QBE boss John Neal insists the insurer remains on the mend, despite disappointing investors with yet another profit downgrade.
The insurance giant has been a perpetual disappointment to shareholders in recent years, delivering a string of profit downgrades and weak results that have seen QBE’s share price fall from more than $25 to around $10.
It stayed true to form on Tuesday, flagging a $US87 million profit slide on the back of problems with its Latin American business.
The company expects its net profit to fall by about 18 per cent to $US390 million in its half year results in August.
Investors punished QBE, pushing its shares down more than 11 per cent to a seven-month low of $10.57.
But Mr Neal said the rest of QBE, including the troubled US business, was improving and urged shareholders to see the latest announcement as a one-off.
“I think when people get the chance to see the detail that sits behind the results for the half year they will take confidence that the underlying businesses are doing what we set out to achieve this year,” he told AAP.

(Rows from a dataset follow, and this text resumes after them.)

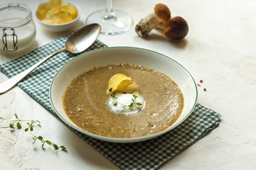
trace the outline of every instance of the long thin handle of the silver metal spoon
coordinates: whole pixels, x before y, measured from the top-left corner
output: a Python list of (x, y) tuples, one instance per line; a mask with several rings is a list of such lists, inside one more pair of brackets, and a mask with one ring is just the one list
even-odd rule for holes
[(7, 79), (4, 82), (0, 83), (0, 94), (4, 94), (6, 91), (9, 91), (14, 85), (18, 84), (19, 81), (21, 81), (24, 77), (26, 77), (30, 72), (32, 72), (36, 67), (38, 67), (43, 62), (46, 62), (50, 59), (50, 57), (53, 57), (54, 55), (58, 55), (60, 52), (66, 51), (65, 49), (59, 50), (57, 52), (54, 52), (51, 55), (48, 55), (46, 58), (41, 60), (40, 62), (37, 62), (36, 64), (33, 64), (33, 66), (29, 67), (28, 69), (24, 70), (23, 72), (15, 75), (14, 77), (11, 77), (10, 79)]

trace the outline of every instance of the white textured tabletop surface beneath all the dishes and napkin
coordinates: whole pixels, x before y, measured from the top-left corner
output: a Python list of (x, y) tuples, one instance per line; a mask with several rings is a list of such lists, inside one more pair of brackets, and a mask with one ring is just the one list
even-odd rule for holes
[[(11, 0), (12, 1), (12, 0)], [(71, 1), (71, 0), (70, 0)], [(2, 0), (4, 2), (10, 2)], [(43, 1), (24, 0), (34, 13)], [(81, 8), (80, 28), (92, 11), (105, 8), (105, 0), (73, 0)], [(139, 38), (134, 26), (153, 11), (158, 2), (173, 16), (188, 21), (185, 40), (172, 42), (158, 31)], [(172, 57), (183, 64), (199, 82), (198, 103), (222, 114), (220, 126), (188, 147), (160, 169), (255, 169), (256, 166), (256, 3), (238, 1), (113, 1), (114, 8), (130, 13), (134, 26), (122, 35), (100, 35), (108, 46), (144, 47)], [(35, 22), (36, 23), (36, 22)], [(23, 52), (9, 56), (0, 53), (0, 64), (26, 54), (67, 33), (49, 33), (36, 23), (36, 41)], [(0, 81), (6, 77), (0, 73)], [(203, 91), (206, 88), (207, 91)], [(14, 113), (23, 119), (41, 120), (36, 135), (42, 135), (68, 152), (55, 152), (33, 140), (28, 132), (8, 127)], [(1, 169), (118, 169), (99, 152), (71, 132), (55, 115), (25, 92), (15, 87), (0, 96)]]

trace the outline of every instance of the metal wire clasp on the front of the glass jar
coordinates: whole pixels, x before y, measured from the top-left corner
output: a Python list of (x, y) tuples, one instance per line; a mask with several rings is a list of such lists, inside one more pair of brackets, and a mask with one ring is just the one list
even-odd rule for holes
[(4, 51), (16, 51), (18, 50), (17, 42), (18, 37), (15, 33), (14, 28), (4, 28), (2, 41), (4, 43)]

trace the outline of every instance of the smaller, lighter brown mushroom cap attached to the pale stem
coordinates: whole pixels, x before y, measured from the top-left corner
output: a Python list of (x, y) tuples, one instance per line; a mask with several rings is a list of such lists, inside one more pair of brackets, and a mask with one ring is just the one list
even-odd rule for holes
[(164, 23), (168, 22), (171, 18), (171, 11), (164, 4), (156, 4), (154, 7), (154, 13), (156, 14), (157, 18)]

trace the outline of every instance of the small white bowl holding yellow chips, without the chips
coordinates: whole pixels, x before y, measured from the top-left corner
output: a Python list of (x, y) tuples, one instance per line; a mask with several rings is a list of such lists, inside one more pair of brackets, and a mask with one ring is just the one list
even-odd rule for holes
[(70, 3), (69, 4), (75, 6), (75, 8), (78, 11), (78, 16), (77, 18), (75, 18), (73, 21), (70, 21), (69, 23), (62, 23), (62, 24), (50, 24), (50, 23), (43, 23), (37, 16), (36, 14), (36, 20), (38, 21), (38, 23), (40, 23), (41, 27), (49, 30), (51, 32), (60, 32), (60, 31), (64, 31), (64, 30), (68, 30), (70, 28), (73, 28), (75, 26), (75, 24), (78, 23), (80, 15), (81, 15), (81, 11), (79, 6), (77, 6), (76, 4)]

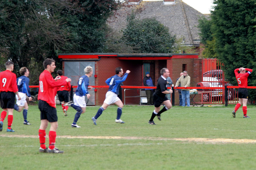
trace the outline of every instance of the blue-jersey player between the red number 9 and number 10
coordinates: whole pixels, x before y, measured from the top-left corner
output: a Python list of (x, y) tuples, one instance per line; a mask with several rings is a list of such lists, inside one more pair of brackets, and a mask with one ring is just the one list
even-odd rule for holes
[(20, 68), (20, 74), (21, 76), (17, 78), (17, 86), (19, 90), (19, 95), (21, 97), (21, 100), (18, 100), (18, 96), (16, 95), (16, 104), (14, 105), (14, 110), (17, 110), (18, 112), (21, 112), (23, 109), (23, 118), (24, 122), (23, 124), (30, 125), (30, 123), (27, 120), (28, 115), (28, 103), (26, 100), (26, 96), (28, 96), (28, 100), (31, 101), (32, 98), (30, 96), (30, 89), (28, 86), (29, 83), (29, 71), (27, 67), (21, 67)]

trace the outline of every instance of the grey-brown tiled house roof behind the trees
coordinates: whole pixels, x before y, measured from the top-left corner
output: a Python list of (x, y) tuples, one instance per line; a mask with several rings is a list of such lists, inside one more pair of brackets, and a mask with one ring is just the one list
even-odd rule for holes
[(184, 38), (186, 45), (199, 46), (198, 19), (205, 17), (204, 14), (196, 11), (181, 0), (176, 0), (175, 4), (163, 4), (163, 1), (140, 1), (139, 4), (128, 8), (121, 8), (117, 14), (109, 18), (108, 24), (116, 31), (126, 28), (126, 17), (132, 10), (141, 7), (141, 12), (137, 18), (156, 18), (164, 26), (169, 28), (172, 35), (177, 39)]

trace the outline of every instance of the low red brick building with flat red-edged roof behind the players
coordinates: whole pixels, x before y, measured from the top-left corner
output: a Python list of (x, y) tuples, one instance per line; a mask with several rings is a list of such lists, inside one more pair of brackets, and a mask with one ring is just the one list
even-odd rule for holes
[[(72, 79), (71, 84), (76, 86), (80, 76), (84, 75), (87, 65), (93, 67), (93, 76), (90, 77), (90, 85), (103, 86), (110, 76), (115, 74), (116, 67), (123, 67), (124, 72), (130, 70), (124, 86), (143, 86), (143, 77), (146, 71), (150, 71), (153, 83), (157, 84), (161, 68), (168, 68), (170, 77), (175, 85), (180, 72), (188, 71), (191, 77), (191, 86), (202, 80), (202, 59), (198, 54), (120, 54), (120, 53), (68, 53), (59, 54), (62, 59), (64, 75)], [(146, 71), (145, 71), (146, 70)], [(92, 98), (88, 105), (101, 105), (105, 99), (108, 88), (97, 88), (90, 91)], [(124, 89), (123, 101), (124, 101)], [(140, 96), (139, 90), (127, 90), (126, 96)], [(175, 105), (179, 96), (175, 93)], [(125, 98), (126, 104), (139, 104), (140, 97)]]

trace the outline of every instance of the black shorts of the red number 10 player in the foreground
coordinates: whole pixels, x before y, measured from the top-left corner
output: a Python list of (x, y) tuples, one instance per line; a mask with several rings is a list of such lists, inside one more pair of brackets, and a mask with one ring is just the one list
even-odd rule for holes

But Mr Neal said QBE was facing tough competition, particularly in Australia, which meant insurance premiums are likely to more or less flatline in the next six months, after several years of rises.
“You’re certainly not seeing rates reducing on average but our assessment is that by the end of this year pricing will be flat,” he said
That’s great news for customers but less so for QBE, which has also lowered its guidance for group gross written premium, which is effectively the company’s revenue.
QBE expects gross written premium for the first half to fall by about four per cent to $US8.5 billion in response to competition pressures and changes to the US and European businesses.
Meanwhile, QBE expects its group profit margin to be between seven and eight per cent, which is below the 10 per cent the market had expected.
It has also forecast a combined operating ratio, a measure of the difference between the premiums the company receives and the claims it pays out, of between 96 and 97 per cent – above the 93 per cent that had been expected.
The profit downgrade is the result of a $170 million cash injection into the Latin American business.
The extra cash was needed to strengthen claims reserves and cover costs related to its Argentine workers’ compensation business, and higher-than-expected individual risk and catastrophe claims.
Analysts weren’t buying Mr Neal’s assertions about the underlying strength of the business, with 100 Doors managing partner Peter Esho rating QBE as a firm “sell”, given the lack of stability in its earnings and poor recent track record.
“At the end of the day its the track record that earns trust and the track record is not there,” he said.
“It’s not what they say its what they do and what they have been doing is downgrading consistently.”